Résolution : “Pour un espace médiatique commun européen”
Résolution “Pour un espace médiatique commun européen”
Adoptée par le Conseil d’Administration de l’UEF France le 14 juin 2023 et à l’occasion du Jour fixe mensuel.
Des réseaux médiatiques européens transnationaux permettant l’affiliation des médias nationaux pour bénéficier de programmes d’information, de création et de divertissement destinés à tous les européens et les européennes, pour faire vivre la citoyenneté et la démocratie européennes.
le 14 juin 2023 et à l’occasion du Jour fixe mensuel
Face à la difficulté pour les médias français d’intéresser les citoyens au débat politique européen, ou de le rendre intéressant, la tentation est souvent grande de laisser une place importante aux sujets politiques les plus clivants sur le sujet. Par ailleurs, en l’absence d’un véritable espace public européen populaire, les partis nationaux préfèrent surjouer leurs antagonismes dans l’espace public national, avec les médias nationaux à la recherche d’audience dans un paysage médiatique multicanal et ultra concurrentiel.
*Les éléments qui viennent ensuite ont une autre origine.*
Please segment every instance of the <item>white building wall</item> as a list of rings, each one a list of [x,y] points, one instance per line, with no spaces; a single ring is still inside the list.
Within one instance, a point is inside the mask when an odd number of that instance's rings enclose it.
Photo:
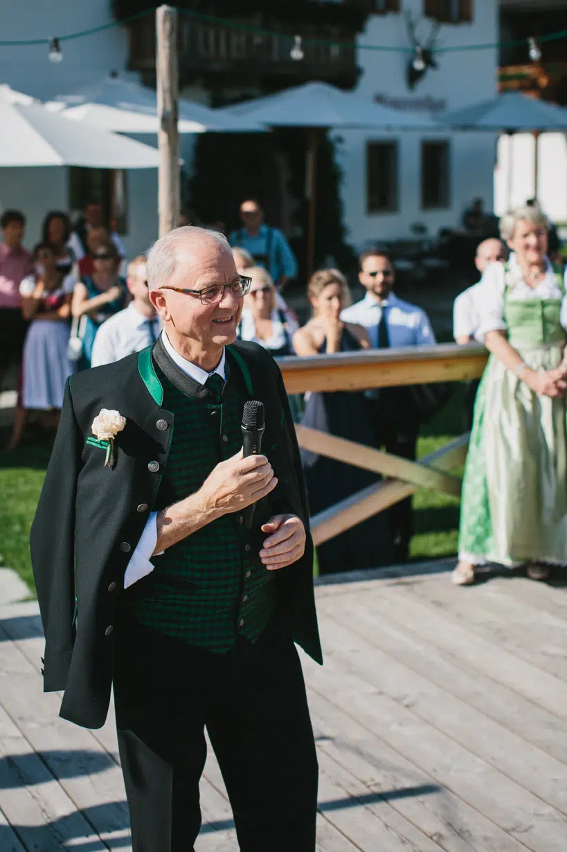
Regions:
[[[567,139],[563,133],[543,133],[537,145],[537,187],[535,185],[536,142],[530,133],[501,136],[495,172],[495,210],[498,216],[539,199],[555,222],[567,222]]]
[[[432,22],[422,16],[421,0],[406,0],[404,11],[418,19],[418,39],[425,42]],[[475,0],[474,20],[471,24],[443,25],[436,45],[449,47],[498,41],[497,6],[495,0]],[[374,15],[359,38],[358,65],[363,73],[358,92],[374,98],[385,95],[389,100],[403,99],[415,103],[429,99],[441,102],[444,109],[456,109],[493,97],[496,90],[496,51],[462,51],[438,57],[438,69],[429,69],[413,90],[405,82],[409,54],[364,49],[363,45],[409,47],[410,37],[403,14]],[[406,110],[408,114],[428,114],[420,110]],[[337,134],[336,135],[339,135]],[[341,131],[344,140],[339,163],[343,170],[342,198],[348,239],[357,248],[379,239],[412,236],[410,226],[426,225],[434,236],[440,227],[455,227],[461,223],[464,208],[472,198],[484,200],[487,210],[493,206],[493,172],[495,139],[493,134],[451,133],[441,128],[436,132],[406,130],[380,133],[368,130]],[[398,210],[395,213],[366,212],[366,142],[397,138],[398,149]],[[421,209],[421,142],[422,139],[450,139],[451,194],[447,209]]]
L’élection européenne est ainsi, en particulier en France, plutôt l’occasion d’exprimer son opposition aux politiques nationales. Dans cette élection, les velléités de mise en scène de l’Europe, à travers les candidats européens à la présidence de la Commission, se heurtent en effet à un cadrage médiatique national, rendant inopérant le dispositif de désignation du chef de l’exécutif européen imaginé par le traité de Lisbonne, en 2014 comme en 2019.
Créer un véritable espace public européen est également la condition préalable et nécessaire au développement du sentiment d’appartenance à l’UE, et donc à l’affirmation d’une véritable Europe politique, tout en dépassant les blocages géographiques inutiles. S’il est essentiel de renforcer la place des sujets européens dans les médias nationaux, la structure de l’audience et le modèle économique national doivent nous conduire à dépasser l’atomisation nationale du paysage médiatique européen.
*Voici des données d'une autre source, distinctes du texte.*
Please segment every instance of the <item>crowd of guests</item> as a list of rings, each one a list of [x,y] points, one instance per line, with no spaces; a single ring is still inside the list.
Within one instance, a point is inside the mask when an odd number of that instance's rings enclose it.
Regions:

Il est en effet indispensable de mettre en regard un espace de débat public à la même échelle que la démocratie européenne, sans se substituer aux espaces publics nationaux, afin de la rendre plus transparente, légitime et susciter de l’engagement des citoyens et des citoyennes européens, conformément à l’article 11 du TUE qui dispose que “Les institutions donnent, par les voies appropriées, aux citoyens et aux associations représentatives la possibilité de faire connaître et d’échanger publiquement leurs opinions dans tous les domaines d’action de l’Union”.
L’espace public digital, même s’il est plus horizontal, reste largement nationalisé pour des raisons notamment linguistiques et structurelles. L’espace public transnational est la norme depuis de nombreuses années dans les Etats fédéraux, qui accueillent par ailleurs 40% de la population mondiale.
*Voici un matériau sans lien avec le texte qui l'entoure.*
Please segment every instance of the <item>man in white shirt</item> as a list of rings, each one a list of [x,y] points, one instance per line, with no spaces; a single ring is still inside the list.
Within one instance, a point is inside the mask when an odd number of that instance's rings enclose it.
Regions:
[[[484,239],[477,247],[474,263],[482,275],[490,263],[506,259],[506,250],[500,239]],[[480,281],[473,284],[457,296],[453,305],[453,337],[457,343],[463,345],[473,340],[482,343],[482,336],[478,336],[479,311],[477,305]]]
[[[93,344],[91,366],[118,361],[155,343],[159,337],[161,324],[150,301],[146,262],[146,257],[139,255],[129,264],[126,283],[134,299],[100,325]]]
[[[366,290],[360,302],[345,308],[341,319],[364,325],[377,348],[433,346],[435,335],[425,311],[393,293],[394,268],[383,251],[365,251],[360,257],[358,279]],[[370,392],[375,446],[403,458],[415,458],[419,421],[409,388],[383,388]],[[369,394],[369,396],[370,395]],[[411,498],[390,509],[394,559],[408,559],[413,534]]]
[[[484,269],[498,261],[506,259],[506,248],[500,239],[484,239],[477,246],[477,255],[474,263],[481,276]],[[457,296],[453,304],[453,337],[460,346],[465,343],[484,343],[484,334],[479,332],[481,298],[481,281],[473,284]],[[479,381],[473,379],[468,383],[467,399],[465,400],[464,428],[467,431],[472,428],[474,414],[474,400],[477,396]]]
Mais les modèles américain, brésilien ou indien, ne sont évidemment pas identiques ni réplicables. Leur point commun réside toutefois dans le maintien d’un lien au-delà des Etats fédérés et le développement d’un sentiment d’appartenance à travers des médias partagés à l’échelle fédérale. Ce sont des vecteurs d’événements, d’informations, de programmes culturels et sportifs à travers lesquels chaque américain, chaque brésilien, chaque indien, peut s’identifier et cultiver son identité nationale fédérale (au niveau de la fédération), complémentaire et non contradictoire avec son identité nationale fédérée (son État fédéré).
A cet égard, une Europe fédérale peut donc émerger plus facilement à travers un véritable espace médiatique transnational populaire. Il s’agit de défendre la création de véritables médias européens indépendants, publics et privés, décentralisés, mutualisés, sur le modèle des réseaux de médias existants dans de nombreux Etats fédéraux. Ces médias, télévisés et digitaux, fourniraient des journaux d’information, des créations, des programmes, notamment sportifs, à l’échelle de l’Union, aux chaînes nationales qui pourraient bénéficier de ces contenus en s’affiliant à l’un ou l’autre de ces réseaux paneuropéens. De nombreux réseaux de ce type existent déjà, à l’exemple d’ABC aux USA ou de Rede TV au Brésil, qui alimentent des dizaines de stations affiliées dans les États américains et brésiliens.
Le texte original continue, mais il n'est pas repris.